Although fully vaccinated people with a breakthrough infection can infect others, the CDC reports that the amount of viral genetic material may decrease faster in vaccinated people—so, while they have been found to carry the same amount of virus in their noses and throats as unvaccinated people, studies have also found they may spread virus for a shorter time. 

There are additional CDC prevention guidelines available for both vaccinated and unvaccinated people. As efforts continue to vaccinate more people in the U.S., the CDC is recommending “layered prevention strategies” for everyone, and that includes wearing face masks in public indoor settings in areas of substantial or high transmission. The agency has also recommended universal indoor masking for all teachers, staff, students, and visitors to K-12 schools. There also may be mask mandates in place depending on your geographic location.

“Like everything in life, this is an ongoing risk assessment,” says Dr. Yildirim. “If it is sunny and you’ll be outdoors, you put on sunscreen. If you are in a crowded gathering, potentially with unvaccinated people, you put your mask on and keep social distancing. If you are unvaccinated and eligible for the vaccine, the best thing you can do is to get vaccinated.”

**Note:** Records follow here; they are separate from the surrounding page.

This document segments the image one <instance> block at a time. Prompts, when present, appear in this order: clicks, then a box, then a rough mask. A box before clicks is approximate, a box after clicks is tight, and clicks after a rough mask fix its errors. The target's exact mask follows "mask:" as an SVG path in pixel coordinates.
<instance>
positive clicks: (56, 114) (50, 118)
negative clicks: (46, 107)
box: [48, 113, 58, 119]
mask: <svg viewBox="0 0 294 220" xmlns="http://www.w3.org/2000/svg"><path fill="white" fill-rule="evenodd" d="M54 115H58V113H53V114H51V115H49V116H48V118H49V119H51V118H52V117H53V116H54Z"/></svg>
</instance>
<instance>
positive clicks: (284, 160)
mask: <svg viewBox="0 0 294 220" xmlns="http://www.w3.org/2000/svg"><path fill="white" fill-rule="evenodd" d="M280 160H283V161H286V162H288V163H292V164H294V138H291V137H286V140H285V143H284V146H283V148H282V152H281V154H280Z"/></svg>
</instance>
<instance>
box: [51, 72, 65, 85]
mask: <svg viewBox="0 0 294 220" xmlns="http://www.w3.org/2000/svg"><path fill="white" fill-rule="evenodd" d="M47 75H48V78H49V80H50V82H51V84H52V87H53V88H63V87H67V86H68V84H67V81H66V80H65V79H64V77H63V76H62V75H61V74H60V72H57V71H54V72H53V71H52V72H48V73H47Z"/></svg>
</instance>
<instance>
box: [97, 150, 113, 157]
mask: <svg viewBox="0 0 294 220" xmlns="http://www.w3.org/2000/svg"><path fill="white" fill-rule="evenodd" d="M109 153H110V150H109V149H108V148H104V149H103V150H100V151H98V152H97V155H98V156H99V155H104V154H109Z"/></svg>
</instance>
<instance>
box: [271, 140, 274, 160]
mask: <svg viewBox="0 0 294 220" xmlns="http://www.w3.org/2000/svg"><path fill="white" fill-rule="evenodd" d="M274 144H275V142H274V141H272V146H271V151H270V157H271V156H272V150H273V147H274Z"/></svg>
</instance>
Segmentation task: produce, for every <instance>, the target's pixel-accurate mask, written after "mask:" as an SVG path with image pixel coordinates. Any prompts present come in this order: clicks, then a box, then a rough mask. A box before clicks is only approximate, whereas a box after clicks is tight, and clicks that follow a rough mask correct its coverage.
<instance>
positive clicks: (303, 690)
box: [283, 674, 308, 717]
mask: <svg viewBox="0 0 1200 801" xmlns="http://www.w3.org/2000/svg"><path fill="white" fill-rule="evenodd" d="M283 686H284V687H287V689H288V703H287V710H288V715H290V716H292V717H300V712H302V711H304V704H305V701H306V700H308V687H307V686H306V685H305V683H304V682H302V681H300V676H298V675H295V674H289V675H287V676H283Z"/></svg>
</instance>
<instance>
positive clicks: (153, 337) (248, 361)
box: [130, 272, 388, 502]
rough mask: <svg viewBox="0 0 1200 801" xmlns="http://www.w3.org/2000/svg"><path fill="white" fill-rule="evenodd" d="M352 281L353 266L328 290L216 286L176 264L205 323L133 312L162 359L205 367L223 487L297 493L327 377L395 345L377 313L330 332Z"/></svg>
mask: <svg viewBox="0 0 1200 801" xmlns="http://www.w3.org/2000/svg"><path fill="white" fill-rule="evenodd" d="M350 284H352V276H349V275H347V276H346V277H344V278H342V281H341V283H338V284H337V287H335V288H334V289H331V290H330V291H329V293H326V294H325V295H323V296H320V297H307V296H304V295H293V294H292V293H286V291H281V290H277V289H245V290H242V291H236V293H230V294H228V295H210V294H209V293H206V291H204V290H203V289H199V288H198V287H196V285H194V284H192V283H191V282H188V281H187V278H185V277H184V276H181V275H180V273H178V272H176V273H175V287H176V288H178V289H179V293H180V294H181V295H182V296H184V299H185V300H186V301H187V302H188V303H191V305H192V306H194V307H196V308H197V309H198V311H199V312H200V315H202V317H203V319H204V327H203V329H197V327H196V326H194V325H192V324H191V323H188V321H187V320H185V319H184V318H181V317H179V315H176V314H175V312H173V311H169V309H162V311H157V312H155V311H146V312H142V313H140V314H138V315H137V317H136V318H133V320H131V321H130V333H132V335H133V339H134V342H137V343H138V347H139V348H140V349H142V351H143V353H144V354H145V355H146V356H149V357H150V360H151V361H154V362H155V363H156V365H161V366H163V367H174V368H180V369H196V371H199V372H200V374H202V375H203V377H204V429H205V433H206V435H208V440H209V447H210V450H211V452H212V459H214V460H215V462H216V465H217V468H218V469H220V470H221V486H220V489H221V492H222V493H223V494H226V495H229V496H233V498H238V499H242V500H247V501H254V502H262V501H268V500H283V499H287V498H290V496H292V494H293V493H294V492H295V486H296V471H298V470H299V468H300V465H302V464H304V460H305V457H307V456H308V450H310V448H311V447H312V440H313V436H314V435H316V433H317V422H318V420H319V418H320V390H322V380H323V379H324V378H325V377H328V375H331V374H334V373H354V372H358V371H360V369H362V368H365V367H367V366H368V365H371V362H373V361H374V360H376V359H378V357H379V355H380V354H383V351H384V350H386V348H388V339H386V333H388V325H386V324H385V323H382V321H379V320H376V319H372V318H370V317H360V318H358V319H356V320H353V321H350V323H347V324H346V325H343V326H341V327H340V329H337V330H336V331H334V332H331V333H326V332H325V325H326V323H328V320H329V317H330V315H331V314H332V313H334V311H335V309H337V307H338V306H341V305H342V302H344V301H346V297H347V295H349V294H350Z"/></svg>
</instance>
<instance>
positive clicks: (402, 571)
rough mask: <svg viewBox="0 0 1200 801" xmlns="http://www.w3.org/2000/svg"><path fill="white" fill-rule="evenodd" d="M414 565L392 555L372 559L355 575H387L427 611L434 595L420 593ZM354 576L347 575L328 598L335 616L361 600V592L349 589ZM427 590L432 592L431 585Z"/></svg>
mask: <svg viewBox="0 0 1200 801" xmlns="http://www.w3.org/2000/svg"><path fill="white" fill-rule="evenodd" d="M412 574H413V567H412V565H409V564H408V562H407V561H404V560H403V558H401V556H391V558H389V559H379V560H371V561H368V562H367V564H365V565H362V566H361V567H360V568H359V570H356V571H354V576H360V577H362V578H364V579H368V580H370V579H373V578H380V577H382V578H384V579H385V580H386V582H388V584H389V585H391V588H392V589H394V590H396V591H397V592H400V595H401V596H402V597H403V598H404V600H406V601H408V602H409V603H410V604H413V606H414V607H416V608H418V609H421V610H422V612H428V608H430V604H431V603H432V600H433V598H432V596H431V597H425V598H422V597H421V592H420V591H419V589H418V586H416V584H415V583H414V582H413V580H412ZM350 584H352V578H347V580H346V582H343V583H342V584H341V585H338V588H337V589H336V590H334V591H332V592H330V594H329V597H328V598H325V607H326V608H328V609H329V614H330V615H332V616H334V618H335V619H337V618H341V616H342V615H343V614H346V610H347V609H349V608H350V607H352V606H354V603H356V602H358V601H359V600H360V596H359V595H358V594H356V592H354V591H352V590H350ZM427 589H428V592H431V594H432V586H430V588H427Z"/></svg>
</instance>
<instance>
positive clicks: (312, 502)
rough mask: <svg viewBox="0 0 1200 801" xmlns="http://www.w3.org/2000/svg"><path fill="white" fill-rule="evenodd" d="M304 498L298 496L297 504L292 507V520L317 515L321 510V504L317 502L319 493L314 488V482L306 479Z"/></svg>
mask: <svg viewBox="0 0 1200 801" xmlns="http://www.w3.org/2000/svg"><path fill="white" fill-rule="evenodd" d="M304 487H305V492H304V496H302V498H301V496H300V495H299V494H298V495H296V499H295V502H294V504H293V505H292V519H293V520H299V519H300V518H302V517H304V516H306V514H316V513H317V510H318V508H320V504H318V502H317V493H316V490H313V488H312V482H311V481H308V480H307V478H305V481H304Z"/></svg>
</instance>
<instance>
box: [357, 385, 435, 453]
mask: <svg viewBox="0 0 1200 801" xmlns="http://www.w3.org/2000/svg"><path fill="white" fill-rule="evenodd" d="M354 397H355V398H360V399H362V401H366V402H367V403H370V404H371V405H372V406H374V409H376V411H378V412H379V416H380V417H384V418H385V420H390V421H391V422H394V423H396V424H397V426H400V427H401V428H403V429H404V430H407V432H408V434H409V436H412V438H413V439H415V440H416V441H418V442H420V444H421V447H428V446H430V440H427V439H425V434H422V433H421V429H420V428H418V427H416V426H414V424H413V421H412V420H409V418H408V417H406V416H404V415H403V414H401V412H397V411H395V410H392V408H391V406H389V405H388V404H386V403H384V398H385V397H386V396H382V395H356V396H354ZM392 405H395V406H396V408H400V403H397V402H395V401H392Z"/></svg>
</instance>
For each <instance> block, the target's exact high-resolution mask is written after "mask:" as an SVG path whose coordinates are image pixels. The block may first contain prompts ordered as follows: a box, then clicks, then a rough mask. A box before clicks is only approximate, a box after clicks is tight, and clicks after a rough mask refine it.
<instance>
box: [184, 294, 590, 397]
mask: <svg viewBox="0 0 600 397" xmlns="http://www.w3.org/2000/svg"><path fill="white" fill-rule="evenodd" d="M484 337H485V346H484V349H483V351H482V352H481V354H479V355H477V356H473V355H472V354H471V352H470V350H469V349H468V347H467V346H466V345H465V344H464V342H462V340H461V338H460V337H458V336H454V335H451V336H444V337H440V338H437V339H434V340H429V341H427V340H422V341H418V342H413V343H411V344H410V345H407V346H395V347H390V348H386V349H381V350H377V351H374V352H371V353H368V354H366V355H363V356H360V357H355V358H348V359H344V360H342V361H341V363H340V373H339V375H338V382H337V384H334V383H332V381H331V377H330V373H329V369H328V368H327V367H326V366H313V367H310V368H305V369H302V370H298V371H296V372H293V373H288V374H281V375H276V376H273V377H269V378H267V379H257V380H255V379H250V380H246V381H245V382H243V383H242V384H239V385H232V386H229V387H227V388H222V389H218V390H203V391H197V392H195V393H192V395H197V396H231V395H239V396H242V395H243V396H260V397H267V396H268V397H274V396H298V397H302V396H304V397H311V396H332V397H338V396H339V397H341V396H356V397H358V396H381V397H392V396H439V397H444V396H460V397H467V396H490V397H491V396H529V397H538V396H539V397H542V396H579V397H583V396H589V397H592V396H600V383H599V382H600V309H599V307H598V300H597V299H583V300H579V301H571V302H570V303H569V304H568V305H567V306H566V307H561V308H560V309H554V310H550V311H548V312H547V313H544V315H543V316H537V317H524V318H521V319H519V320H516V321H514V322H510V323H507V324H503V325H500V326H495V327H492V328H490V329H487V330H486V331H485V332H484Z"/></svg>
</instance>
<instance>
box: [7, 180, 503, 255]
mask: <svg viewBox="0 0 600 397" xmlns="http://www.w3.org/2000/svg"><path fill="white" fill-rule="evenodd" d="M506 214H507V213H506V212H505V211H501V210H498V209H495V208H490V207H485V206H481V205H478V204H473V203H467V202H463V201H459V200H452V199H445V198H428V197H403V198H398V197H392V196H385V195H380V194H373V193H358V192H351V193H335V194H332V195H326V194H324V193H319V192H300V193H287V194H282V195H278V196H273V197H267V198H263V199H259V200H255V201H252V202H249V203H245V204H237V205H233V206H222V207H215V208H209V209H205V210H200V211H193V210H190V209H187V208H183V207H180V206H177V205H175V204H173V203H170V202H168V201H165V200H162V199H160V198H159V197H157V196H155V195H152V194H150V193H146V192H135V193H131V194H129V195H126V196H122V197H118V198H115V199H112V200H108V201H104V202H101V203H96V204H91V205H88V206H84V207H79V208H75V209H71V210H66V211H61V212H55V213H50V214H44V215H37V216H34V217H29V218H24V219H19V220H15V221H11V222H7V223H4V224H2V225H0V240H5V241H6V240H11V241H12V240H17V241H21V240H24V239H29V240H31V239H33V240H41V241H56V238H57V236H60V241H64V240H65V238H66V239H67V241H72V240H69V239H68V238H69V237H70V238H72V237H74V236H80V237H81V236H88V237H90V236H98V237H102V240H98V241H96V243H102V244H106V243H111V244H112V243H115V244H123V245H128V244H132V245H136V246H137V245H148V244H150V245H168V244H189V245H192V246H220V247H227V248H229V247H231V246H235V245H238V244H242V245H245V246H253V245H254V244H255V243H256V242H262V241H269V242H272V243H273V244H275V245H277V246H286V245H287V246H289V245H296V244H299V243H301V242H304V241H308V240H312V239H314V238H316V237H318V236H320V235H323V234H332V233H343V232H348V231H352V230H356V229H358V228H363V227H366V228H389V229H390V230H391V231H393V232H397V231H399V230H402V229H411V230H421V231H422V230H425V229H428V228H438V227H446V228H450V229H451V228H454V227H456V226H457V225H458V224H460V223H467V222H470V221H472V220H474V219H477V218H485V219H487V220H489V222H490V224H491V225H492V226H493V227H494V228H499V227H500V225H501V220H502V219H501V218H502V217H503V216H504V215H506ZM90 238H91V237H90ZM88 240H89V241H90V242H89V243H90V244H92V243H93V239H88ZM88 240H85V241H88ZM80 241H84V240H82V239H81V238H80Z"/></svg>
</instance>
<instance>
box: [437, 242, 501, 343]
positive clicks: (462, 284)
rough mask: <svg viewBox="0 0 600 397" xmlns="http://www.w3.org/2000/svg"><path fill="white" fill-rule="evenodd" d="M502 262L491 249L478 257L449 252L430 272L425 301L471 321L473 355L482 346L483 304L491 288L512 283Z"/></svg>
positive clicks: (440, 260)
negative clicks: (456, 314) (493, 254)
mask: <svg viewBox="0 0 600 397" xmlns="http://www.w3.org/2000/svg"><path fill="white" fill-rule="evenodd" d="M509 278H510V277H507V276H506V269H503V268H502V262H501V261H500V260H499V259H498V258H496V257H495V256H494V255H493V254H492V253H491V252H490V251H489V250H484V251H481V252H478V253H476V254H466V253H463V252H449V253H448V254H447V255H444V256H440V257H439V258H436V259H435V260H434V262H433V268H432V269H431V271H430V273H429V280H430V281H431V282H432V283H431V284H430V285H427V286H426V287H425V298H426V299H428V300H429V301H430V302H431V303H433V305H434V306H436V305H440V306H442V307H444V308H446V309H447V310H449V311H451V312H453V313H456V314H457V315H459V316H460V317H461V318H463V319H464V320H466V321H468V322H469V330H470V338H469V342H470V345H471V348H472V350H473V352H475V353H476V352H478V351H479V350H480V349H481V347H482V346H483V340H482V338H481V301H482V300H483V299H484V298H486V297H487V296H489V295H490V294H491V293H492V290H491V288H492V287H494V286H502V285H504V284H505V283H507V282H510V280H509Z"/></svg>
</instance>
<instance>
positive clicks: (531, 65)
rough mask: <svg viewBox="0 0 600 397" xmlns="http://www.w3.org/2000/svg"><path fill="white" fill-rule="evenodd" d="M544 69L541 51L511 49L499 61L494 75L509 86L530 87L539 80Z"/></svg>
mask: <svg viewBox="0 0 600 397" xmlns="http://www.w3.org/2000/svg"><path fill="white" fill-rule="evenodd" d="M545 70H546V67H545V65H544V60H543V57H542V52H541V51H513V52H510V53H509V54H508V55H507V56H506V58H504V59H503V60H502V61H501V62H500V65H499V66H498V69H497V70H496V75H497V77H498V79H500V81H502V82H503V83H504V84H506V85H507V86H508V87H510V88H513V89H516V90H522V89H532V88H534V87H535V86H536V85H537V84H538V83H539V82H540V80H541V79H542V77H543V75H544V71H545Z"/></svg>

Of course, there are many people who have not gotten the vaccine, because personal logistics or difficulties have created roadblocks—or they may have chosen not to get it. Will the Delta variant be enough to encourage those who can get vaccinated to do so? No one knows for sure, but it’s possible, says Dr. Wilson, who encourages anyone who has questions about vaccination to talk to their family doctor.

“When there are local outbreaks, vaccine rates go up,” Dr. Wilson says. “We know that if someone you know gets really sick and goes to the hospital, it can change your risk calculus a little bit. That could start happening more. I’m hopeful we see vaccine rates go up.”